Escassez de penicilina preocupa médicos quanto às infecções

Nos últimos três anos, pessoas de pelo menos 18 países, incluindo o Brasil, têm de lidar com a falta da penicilina benzatina, segundo a Organização Mundial da Saúde (OMS).

Mais de 70 anos após revolucionar o campo da medicina, ao ser o primeiro antibiótico testado com sucesso pelo cientista Alexander Fleming, a penicilina está atravessando um regime de escassez ao redor do mundo.

Como não tem patente e gera pouco lucro, de acordo com análises, a penicilina benzatina é produzida em baixa quantidade e por poucos laboratórios. No entanto, é o medicamento mais eficaz no combate à sífilis, doença infecciosa que evolui gradualmente e é sexualmente transmissível.
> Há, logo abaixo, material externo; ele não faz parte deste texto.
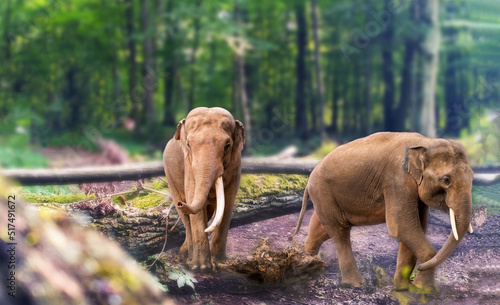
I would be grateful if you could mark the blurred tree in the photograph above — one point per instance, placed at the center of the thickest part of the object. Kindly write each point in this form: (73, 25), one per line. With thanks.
(170, 64)
(429, 48)
(317, 62)
(149, 69)
(301, 74)
(132, 62)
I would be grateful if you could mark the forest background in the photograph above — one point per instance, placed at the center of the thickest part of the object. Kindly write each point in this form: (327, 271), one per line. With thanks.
(311, 73)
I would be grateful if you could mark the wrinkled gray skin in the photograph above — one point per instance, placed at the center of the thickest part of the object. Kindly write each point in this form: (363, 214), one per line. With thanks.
(207, 145)
(392, 178)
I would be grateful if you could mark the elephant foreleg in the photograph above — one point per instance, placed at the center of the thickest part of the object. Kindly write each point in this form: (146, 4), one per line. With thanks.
(219, 238)
(316, 235)
(341, 237)
(200, 258)
(412, 235)
(406, 259)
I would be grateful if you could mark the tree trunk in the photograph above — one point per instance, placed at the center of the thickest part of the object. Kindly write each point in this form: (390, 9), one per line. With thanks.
(301, 74)
(170, 60)
(453, 102)
(388, 77)
(430, 56)
(6, 55)
(150, 79)
(243, 97)
(72, 95)
(368, 95)
(407, 87)
(192, 61)
(357, 108)
(319, 80)
(132, 62)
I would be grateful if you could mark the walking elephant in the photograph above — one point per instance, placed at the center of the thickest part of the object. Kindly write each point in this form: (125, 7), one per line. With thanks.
(203, 169)
(392, 178)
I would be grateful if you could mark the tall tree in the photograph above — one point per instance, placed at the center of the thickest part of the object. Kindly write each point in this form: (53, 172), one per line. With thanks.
(317, 63)
(452, 99)
(301, 74)
(240, 62)
(132, 61)
(407, 92)
(170, 66)
(194, 51)
(388, 76)
(6, 48)
(148, 66)
(429, 47)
Em 2016, um estudo desenvolvido na Universidade de Zurique comprovou que a sífilis adquiriu resistência a outras drogas, como a eritromicina e a azitromicina, usadas como paliativo diante da escassez da penicilina. Esses macrólidos, como são chamados os medicamentos, também são utilizados em caso de alergia.

Panorama geral

Em território nacional, a falta de penicilina foi acompanhada por um surto de sífilis a partir de 2014. Diferente de outras drogas substitutas, a penicilina é a única capaz de matar a bactéria da sífilis protegendo o feto durante a gravidez.

Para tentar reduzir ainda mais os custos, empresas farmacêuticas fragmentaram a produção na tentativa de buscar medicamentos mais baratos. Os mercados que produzem penicilina estão localizados, sobretudo, no Oriente (China e Índia) e, diante do pequeno polo produtivo, origina-se a falta do remédio.